Feeling Minnesota

EntertainmentMoviesCrime, Law and JusticeCrimeKeanu ReevesTuesday Weld

Friday September 13, 1996

     A movie that kicks off with Johnny Cash roaring "Ring of Fire" and ends up with Bob Dylan torture-moaning the same tune over the closing credits begs the question: Is it the song or the singer? By the end of "Feeling Minnesota," you have to conclude that it's just not enough to put footloose amorality, casual viciousness and overriding doom on the big screen. There's got to be something to keep the self-assured bravado from becoming a self-conscious, raspy wheeze.
     The debut by actor-turned-painter-turned-filmmaker Steven Baigelman, "Feeling Minnesota" gives us brotherly love at its most dire: As a kid, the neglected Jjaks (Keanu Reeves) was sent to live with his father because--as his pot-smoking mom Nora (Tuesday Weld) puts it--he came second. Nora kept his older brother Sam (Vincent D'Onofrio) with her, raising an already dubious personality into an all-star loser and accountant for mobster Red (Delroy Lindo). Jjaks comes home on the day of Sam's wedding--to Freddie (Cameron Diaz), who's being forced to marry Sam as payback to Red--has sex with her in the bathroom, robs a gas station, runs off with Freddie, and gets caught up in violence, murder and familial mayhem.
     Just another day in Middle America? Or a copycat crime? Although "Feeling Minnesota's" title suggests the Coen brothers, it lacks the deadpan pseudo-seriousness of a "Raising Arizona" or certainly "Fargo." Within the progressively ruthless three-way dance of Jjaks, Sam and Freddie we have a suggestion of "The Last Seduction" but without that film's amoral frankness or bite. The go-for-broke plot twists are daring, but because there's no sense of background to the characters, one gets the sense it's all being made up as Baigelman goes along.
     *
     When a particular misfortune befalls Nora at the wedding, Ben the detective (Dan Aykroyd), a character straight out of Zap Comix, complains to Jjaks, "This always happens when you show up." And we ask what? When? And why do we have to ask?
     Having the overexposed (Reeves), the underexposed (D'Onofrio) and the soon-to-be-overexposed (Diaz) is a mixed blessing for Baigelman, who shows talent if not vision. Diaz is not just among the sexier women in films, she's a good actress; D'Onofrio isn't afraid to play a hapless jerk and make him convincing, if excessive. There's also a very likable if small performance by Courtney Love. But Reeves has basically one demeanor--a wholly introspective intensity frustrated by intellectual shortcoming--that brings the wider aspirations of "Feeling Minnesota" safely back into the bemused realm of Gen-X thumb-sucking. And that's the last thing we need.

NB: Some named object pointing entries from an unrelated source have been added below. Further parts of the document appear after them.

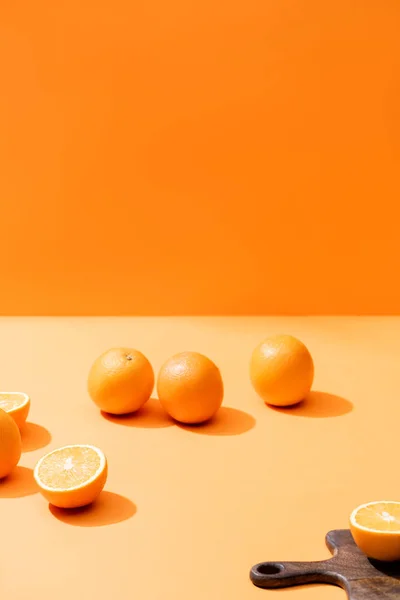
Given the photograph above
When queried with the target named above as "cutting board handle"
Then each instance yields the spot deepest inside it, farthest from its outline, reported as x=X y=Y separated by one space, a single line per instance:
x=284 y=574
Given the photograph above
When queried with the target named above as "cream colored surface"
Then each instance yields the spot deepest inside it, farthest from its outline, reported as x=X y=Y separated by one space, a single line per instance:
x=187 y=512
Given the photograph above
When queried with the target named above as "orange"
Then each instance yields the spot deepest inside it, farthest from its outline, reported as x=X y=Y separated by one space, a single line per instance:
x=17 y=405
x=121 y=381
x=71 y=476
x=190 y=387
x=282 y=370
x=376 y=529
x=10 y=444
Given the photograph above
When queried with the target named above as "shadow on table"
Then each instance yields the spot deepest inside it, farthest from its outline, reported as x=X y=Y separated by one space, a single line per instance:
x=318 y=405
x=34 y=437
x=152 y=415
x=18 y=484
x=227 y=421
x=108 y=509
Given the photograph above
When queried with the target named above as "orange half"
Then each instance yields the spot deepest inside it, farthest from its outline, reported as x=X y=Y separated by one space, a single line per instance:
x=376 y=529
x=17 y=405
x=72 y=476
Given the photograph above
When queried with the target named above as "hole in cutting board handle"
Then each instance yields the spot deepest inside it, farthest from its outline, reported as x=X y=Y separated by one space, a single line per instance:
x=269 y=569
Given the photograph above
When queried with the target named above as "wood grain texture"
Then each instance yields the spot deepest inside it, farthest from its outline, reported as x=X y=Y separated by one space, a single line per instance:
x=349 y=568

Feeling Minnesota, 1996. R, for violence, sexuality and language. A Jersey Films production, released by Fine Line Features. Director Steven Baigelman. Producers Danny DeVito, Michael Shamberg, Stacey Sher. Screenplay by Steven Baigelman. Cinematographer Walt Lloyd. Editor Martin Walsh. Costumes Eugenie Bafaloukos. Music Karyn Rachtman. Production design Naomi Shohan. Running time: 1 hour, 35 minutes. Keanu Reeves as Jjaks. Vincent D'Onofrio as Sam. Cameron Diaz as Freddie. Delroy Lindo as Red. Tuesday Weld as Nora. Dan Aykroyd as Ben. Courtney Love as Waitress.